Bro Tim your conferment for Bro mason Simmons was awesome, his MM degree was one of the best degrees that I have been to yet. (o: 

On a side note I was finishing up the floors of our lodge Saturday night (still need to seal them) so I was not able to make it out to Salado's award ceremony. 

And a huge congrats to you on recieving the Golden Trowel!!


----------



## chancerobinson (May 1, 2011)

Entered August 2006, age 21.  Passed February 2007, age 22.   Raised March 2007, age 22.
York Rite from January 2009 - August 2009.  AASR in April 2009.  Shrine in September 2010.


----------



## Warrior1256 (Oct 14, 2014)

I am 58 years old and became a MM 04 Aug 2014.


----------



## Zack (Oct 15, 2014)

73   Raised 2/8/77


----------



## Pete Ramboldt (Oct 15, 2014)

I'm 66 and have been a Mason for 41 years.


----------



## mrpierce17 (Oct 15, 2014)

I'm 34 and I was raised September 20th 2014


----------



## dfreybur (Oct 15, 2014)

I took my degrees in 1993 when I was 35.


----------



## Morris (Oct 15, 2014)

28 in 2007


----------



## Curtis Helsley (Oct 15, 2014)

34 in 2014


----------



## BroBook (Oct 15, 2014)

1984,25,healed 2014,55


----------



## Warrior1256 (Oct 15, 2014)

BroBook said:


> 1984,25,healed 2014,55


Brother, I am a new MM and I hope that you will excuse my ignorance but what do you mean by "healed".


----------



## mrpierce17 (Oct 15, 2014)

Warrior1256 said:


> Brother, I am a new MM and I hope that you will excuse my ignorance but what do you mean by "healed".

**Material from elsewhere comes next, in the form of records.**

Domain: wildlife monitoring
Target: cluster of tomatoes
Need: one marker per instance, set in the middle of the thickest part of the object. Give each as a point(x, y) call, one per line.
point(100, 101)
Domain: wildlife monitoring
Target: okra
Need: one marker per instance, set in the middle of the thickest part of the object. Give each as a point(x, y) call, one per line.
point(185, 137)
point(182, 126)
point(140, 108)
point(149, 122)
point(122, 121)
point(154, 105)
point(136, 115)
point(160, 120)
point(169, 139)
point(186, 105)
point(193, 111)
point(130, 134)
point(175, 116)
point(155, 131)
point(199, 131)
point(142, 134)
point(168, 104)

In Prince Hall masonry when a individual has been entered passed or raised in a lodge deemed to be clandestine by the PH GL he can partition a legally constituted Prince Hall Lodge and request to be healed over into Prince Hall masonry therefore healing what was broken witch in most cases is the linage back to African Lodge #459 our mother lodge and thus to the U.G.L.E.  and if I am wrong about any of this one of you more informed brothers please correct me . The W.M. can then have the candidate wishing to be healed examined and go through the degrees again or just retake his Master Mason  oath and obligation it is at this time the W.M 's will and pleasure


----------



## dfreybur (Oct 16, 2014)

There are clandestine jurisdictions that don't use the words "Prince Hall" in their names.  It's just more common for them to use the words.  So healing could happen in any jurisdiction but is more common in MWPHGLofXX.

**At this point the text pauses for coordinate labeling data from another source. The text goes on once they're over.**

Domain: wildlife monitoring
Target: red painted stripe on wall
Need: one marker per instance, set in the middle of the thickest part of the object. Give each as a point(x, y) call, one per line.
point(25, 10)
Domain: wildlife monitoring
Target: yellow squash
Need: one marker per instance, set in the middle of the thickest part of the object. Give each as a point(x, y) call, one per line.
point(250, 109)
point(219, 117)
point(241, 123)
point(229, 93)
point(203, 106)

A few months ago I was visiting a lodge in my district and the previous meeting a man had presented a dues card from a jurisdiction with "St James" in its name but no "Prince Hall" in its name.  So it happens.  Likely the man had no idea when he petitioned.


----------



## Warrior1256 (Oct 16, 2014)

mrpierce17 said:


> In Prince Hall masonry when a individual has been entered passed or raised in a lodge deemed to be clandestine by the PH GL he can partition a legally constituted Prince Hall Lodge and request to be healed over into Prince Hall masonry therefore healing what was broken witch in most cases is the linage back to African Lodge #459 our mother lodge and thus to the U.G.L.E.  and if I am wrong about any of this one of you more informed brothers please correct me . The W.M. can then have the candidate wishing to be healed examined and go through the degrees again or just retake his Master Mason  oath and obligation it is at this time the W.M 's will and pleasure


Thank you for the information brother, I'm still learning.


----------



## mrpierce17 (Oct 16, 2014)

That's why we are here each 1 teach 1 help 1 another that's the way the GAOTU would want it travel liGht my brother


----------



## Companion Joe (Oct 18, 2014)

I was 22 when I became a Mason. I have been a Mason for 20+ years.
The only reason I didn't join at 21 is because I was in the Navy at the time and waited until I got home.


----------



## okielabrat (Aug 1, 2018)

Wow, not many of us old farts joining late! But the way I look at it, better late than never.


----------



## Warrior1256 (Aug 1, 2018)

okielabrat said:


> Wow, not many of us old farts joining late! But the way I look at it, better late than never.


I was 58 years old when I joined. If I live to be 108 I'll get my 50 year pin, lol.


----------



## CLewey44 (Aug 1, 2018)

33 in 2014 entered


----------



## Warrior1256 (Aug 1, 2018)

CLewey44 said:


> 33 in 2014 entered


Just a whipper snapper! lol.


----------



## CLewey44 (Aug 1, 2018)

Warrior1256 said:


> Just a whipper snapper! lol.


Haha yes sir! My dad was so young when he petitioned; 20 or 21 back in 1975.


----------



## Thomas Stright (Aug 2, 2018)

Was 50 when Raised....


----------